Nearly 90% of Japan regional banks receive payments under BOJ scheme

Economy

FILE PHOTO: A man wearing a protective mask walks past the headquarters of the Bank of Japan amid the coronavirus disease (COVID-19) outbreak in Tokyo, Japan, May 22, 2020.REUTERS/Kim Kyung-Hoon/File Photo
FILE PHOTO: A man wearing a protective mask walks past the headquarters of the Bank of Japan amid the coronavirus disease (COVID-19) outbreak in Tokyo, Japan, May 22, 2020.REUTERS/Kim Kyung-Hoon/File Photo

By Leika Kihara

TOKYO (Reuters) -The Bank of Japan said on Friday it had offered payments to nearly 90% of the country's regional lenders under a scheme designed to revitalise the industry by promoting mergers and cost cuts.

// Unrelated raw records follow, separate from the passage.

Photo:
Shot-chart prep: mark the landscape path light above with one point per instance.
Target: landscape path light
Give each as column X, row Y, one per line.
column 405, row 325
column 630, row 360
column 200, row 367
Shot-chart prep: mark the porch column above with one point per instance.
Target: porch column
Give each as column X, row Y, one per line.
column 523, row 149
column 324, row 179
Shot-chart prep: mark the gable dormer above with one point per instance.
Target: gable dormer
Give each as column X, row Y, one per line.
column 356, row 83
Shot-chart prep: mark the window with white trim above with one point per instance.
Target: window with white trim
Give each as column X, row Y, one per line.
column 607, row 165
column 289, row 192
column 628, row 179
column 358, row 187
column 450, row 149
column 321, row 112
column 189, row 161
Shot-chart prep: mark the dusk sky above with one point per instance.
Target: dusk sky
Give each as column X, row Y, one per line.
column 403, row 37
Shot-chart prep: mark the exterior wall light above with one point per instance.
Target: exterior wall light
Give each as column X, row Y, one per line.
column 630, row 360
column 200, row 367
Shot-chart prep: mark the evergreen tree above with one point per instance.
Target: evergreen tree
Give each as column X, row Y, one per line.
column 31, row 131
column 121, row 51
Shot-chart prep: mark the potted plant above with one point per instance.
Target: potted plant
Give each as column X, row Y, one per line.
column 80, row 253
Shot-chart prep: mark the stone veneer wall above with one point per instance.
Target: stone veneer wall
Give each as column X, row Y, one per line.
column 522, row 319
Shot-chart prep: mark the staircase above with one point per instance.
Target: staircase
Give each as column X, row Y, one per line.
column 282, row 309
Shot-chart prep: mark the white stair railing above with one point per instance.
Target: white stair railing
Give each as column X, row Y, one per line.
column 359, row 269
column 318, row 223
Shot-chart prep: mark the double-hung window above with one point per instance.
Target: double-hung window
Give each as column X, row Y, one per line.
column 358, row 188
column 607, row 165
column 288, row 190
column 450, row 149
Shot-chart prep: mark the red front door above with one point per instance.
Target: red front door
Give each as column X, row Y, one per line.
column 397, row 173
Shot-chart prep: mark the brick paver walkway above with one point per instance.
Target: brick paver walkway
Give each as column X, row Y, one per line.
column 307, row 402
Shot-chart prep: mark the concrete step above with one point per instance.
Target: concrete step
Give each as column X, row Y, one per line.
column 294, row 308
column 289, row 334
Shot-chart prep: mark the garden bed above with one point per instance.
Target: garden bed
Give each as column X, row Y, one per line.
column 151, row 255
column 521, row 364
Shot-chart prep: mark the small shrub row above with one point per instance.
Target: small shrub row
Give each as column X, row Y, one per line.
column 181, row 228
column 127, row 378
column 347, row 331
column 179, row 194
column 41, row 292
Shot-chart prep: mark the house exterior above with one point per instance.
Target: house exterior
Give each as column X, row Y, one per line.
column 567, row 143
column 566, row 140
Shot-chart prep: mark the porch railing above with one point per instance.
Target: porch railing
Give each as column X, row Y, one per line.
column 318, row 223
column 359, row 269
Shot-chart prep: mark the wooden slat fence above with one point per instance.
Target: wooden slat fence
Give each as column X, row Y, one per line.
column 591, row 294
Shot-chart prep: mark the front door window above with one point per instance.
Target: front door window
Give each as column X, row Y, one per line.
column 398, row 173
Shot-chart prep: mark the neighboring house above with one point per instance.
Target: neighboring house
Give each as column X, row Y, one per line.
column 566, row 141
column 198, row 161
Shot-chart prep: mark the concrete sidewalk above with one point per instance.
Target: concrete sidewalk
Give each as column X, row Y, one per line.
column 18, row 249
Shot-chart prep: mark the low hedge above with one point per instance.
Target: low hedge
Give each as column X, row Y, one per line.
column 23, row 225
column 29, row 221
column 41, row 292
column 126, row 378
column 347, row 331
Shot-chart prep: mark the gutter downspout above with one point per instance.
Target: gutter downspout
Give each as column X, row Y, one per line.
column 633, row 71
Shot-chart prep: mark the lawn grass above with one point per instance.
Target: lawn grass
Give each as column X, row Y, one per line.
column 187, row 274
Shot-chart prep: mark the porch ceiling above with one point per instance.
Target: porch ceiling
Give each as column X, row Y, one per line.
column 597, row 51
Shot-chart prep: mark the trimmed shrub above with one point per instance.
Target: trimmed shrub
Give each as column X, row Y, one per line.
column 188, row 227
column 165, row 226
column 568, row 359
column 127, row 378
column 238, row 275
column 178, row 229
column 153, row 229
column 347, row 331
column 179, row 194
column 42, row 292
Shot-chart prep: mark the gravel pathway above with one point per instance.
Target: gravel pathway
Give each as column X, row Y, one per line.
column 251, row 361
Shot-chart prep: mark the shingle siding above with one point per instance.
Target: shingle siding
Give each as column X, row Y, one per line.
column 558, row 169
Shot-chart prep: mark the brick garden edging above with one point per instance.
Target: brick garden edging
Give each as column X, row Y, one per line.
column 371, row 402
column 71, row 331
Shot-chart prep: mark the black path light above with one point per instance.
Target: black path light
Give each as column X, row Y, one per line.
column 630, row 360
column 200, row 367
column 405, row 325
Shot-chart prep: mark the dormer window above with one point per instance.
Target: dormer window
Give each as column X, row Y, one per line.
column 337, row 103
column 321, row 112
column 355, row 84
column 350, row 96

Under the programme, the BOJ began paying from mid-September 0.1% interest on deposits held at the central bank by regional lenders that reduce costs, boost profits or consolidate.

Of the roughly 100 regional banks in Japan, 86 of them qualified to receive the payments, as well as 142 smaller credit unions, the BOJ said in a statement.

In just two weeks since payments began, the BOJ spent a combined 4.9 billion yen ($43 million) to compensate the lenders.

The BOJ introduced the scheme to prod regional banks, already reeling from prolonged ultra-low interest rates and a dwindling population, into consolidating or streamlining operations to weather worsening business conditions.

Regional banks that consolidate or meet annual cost-cut thresholds are eligible for the scheme, which is a three-year programme running through March 2023.

Critics have said the programme goes beyond the realm of central banking by offering payouts to a specific industry with the aim of driving reform in the sector.

When the BOJ unveiled the plan, a senior central bank official estimated it would spend up to 50 billion yen per year on payments.

But the number of regional banks that met requirements exceeded the BOJ's expectations, inflating the expected size of payments to the lenders.

In an unprecedented move, the BOJ abruptly made tweaks to the programme this month to reduce the amount of spending for the payouts in a sign of the tricky balance it faces in keeping ultra-easy monetary policy and mitigating the pain on lenders.